Corey Brasselmon hops the No. 5 Sun Tran bus on East Pima Street on his way to work. The hybrid "green" bus, which has a battery-pack hump toward the back of the roof, runs on a mix of electricity and biodiesel. A.E. Araiza/Arizona Daily Star

There's a beast on the streets of the Old Pueblo. It's blue and green with a humped back, and it lumbers by with a distinctly Earth-friendly ethos.

It's Sun Tran's new hybrid bus, and it wants you to ride green.

The hybrid bus, which has been cruising the streets since the beginning of March, runs on a combination of biodiesel fuel and self-generated electricity. The hump that makes it look like a whale that took a wrong turn somewhere around Cabo San Lucas, Mexico, is actually a 600-volt battery pack that stores up electricity generated when the bus slows down.

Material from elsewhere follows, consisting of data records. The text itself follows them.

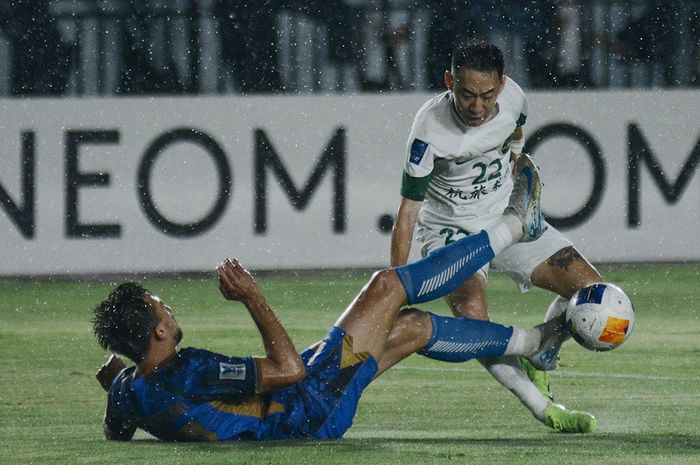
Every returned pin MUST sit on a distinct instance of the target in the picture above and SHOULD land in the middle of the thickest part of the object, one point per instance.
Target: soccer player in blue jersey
(195, 394)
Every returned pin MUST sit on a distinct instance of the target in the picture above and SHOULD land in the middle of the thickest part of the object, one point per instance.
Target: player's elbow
(297, 372)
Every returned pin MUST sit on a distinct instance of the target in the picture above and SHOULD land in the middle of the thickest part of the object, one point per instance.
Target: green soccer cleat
(569, 421)
(524, 201)
(538, 377)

Michele Joseph, director of marketing for Sun Tran, says Sun Tran has been using some form of alternative fuels in its fleet since 1987. The hybrid bus, she said, is "just another way to demonstrate our commitment to clean-burning fuels."

In the hybrid bus, heat energy produced in the braking system when the bus slows down is transferred to the battery pack, or Energy Storage System (ESS), and stored for use when the bus accelerates.

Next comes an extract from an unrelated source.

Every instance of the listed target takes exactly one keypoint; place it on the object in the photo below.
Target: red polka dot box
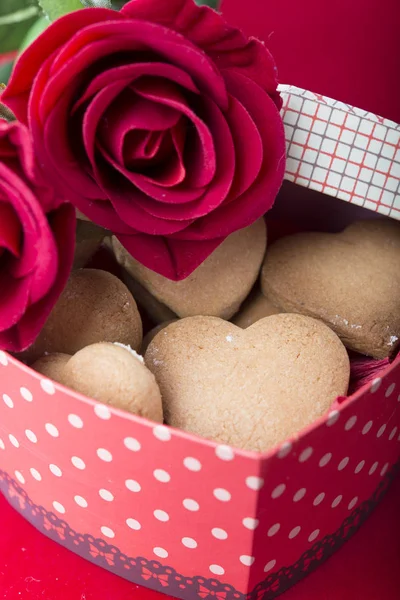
(186, 516)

Joseph says an onboard computer system runs calculations to determine the most efficient means for making the bus move in different situations. When accelerating from zero to 17 mph, the bus is powered by 100 percent electric power, she said, and from 17 to 40 mph a combination of electric power and biodiesel fuel pushes things along. After 40 mph, everything runs on biodiesel.

Electric power - which doesn't need a plug, because the braking system generates all the juice it needs - and biodiesel fuel, which burns cleaner than traditional diesel, combine to make the bus run 60 percent more efficiently than buses with a standard diesel engine, Joseph said. Hydrocarbon, carbon monoxide and particulate emissions are also greatly reduced.

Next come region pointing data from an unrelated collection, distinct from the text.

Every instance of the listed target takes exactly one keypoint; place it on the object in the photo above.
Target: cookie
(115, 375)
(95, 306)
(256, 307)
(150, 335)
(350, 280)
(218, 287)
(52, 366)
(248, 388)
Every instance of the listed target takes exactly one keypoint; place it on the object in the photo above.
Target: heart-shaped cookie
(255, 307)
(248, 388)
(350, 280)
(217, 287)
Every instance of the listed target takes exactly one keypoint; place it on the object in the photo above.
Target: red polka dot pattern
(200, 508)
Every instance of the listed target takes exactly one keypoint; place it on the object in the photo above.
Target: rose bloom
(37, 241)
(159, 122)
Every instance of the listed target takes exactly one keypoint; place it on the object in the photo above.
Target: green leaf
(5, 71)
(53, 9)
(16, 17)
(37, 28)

The hybrid bus came with a price tag of $596,478. A grant from the Federal Transit Administration paid $495,077 of that, and the city put up the other $101,401, said Joseph.

There has been no analysis on operating and maintenance costs for the bus yet, she said, but the improved fuel efficiency is expected to lower the overall cost compared with a traditional bus.

The bus faces some limitations, however.

Underpasses pose a problem for the hybrid because of the size of its battery pack, so you probably won't see it downtown or on any Sun Tran route that has to go under the Stone or Sixth avenue underpasses.

The bus runs on route No. 5, between the intersection of Sabino Canyon and Tanque Verde roads and the Pima Community College West Campus. Keep an eye out for it on Speedway and East Pima Street.